‘Life’s most persistent and urgent question is: “What are you doing for others?”’ − Dr Martin Luther King Jr.
What exactly is leadership? Many papers have been written about this over the years. Most are uninteresting, very few are insightful.
Descriptions include the terms ‘leading other subordinates’ and ‘achieving the goals set by the company’. These terms are so polarising. They limit our thinking about leading into a paradigm associated with only the corporate ladder and the incorporeal company setting of our goals.
Even the term ‘subordinates’ should not exist. No one is beneath you. Are they in a different position? Yes. But you cannot lead if you think of those in the team as ‘sub’ anything. The most outstanding leaders foster equality; the most excellent leader accepts differences in shoes lived in.
Leadership is not a title or a position, it is a movement. Leading is a trajectory in your life.
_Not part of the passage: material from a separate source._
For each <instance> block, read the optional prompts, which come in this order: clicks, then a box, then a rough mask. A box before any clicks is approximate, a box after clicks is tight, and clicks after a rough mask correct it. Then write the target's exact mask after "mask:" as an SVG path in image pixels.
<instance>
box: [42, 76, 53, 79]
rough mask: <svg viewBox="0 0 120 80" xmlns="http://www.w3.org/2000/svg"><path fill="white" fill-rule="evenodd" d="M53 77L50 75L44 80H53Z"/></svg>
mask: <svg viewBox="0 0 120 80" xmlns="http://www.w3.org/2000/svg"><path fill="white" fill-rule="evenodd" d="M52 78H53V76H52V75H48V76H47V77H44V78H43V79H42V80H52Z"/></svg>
It is all of our destinies in some small way, shape or form. And this is in different forms. Some of us may lead a team; some may mentor and guide someone close to them. There are exceptional leaders born to educate and develop people into a form better than when they met. Influence is also a form of leadership − by living lives worthy of replication these individuals lead and develop by merely being.
Leadership is shifting your focus away from your own growth. It can be simply described as the amplification of the abilities of multiple different people into a similar area to maximise a shared goal.
It helps those you have the privilege to lead to understand their makeup, positive and negative triggers and how to maximise them. It uses clear messaging to create psychological safety to remove the self-built internal barriers of the people you lead.
No examples of leadership talk about your ego, your power. None speak about your rewards. They talk to other people. But you cannot focus on other people until you have concentrated on yourself and have built a cadence of continuing questioning of yourself and your biases.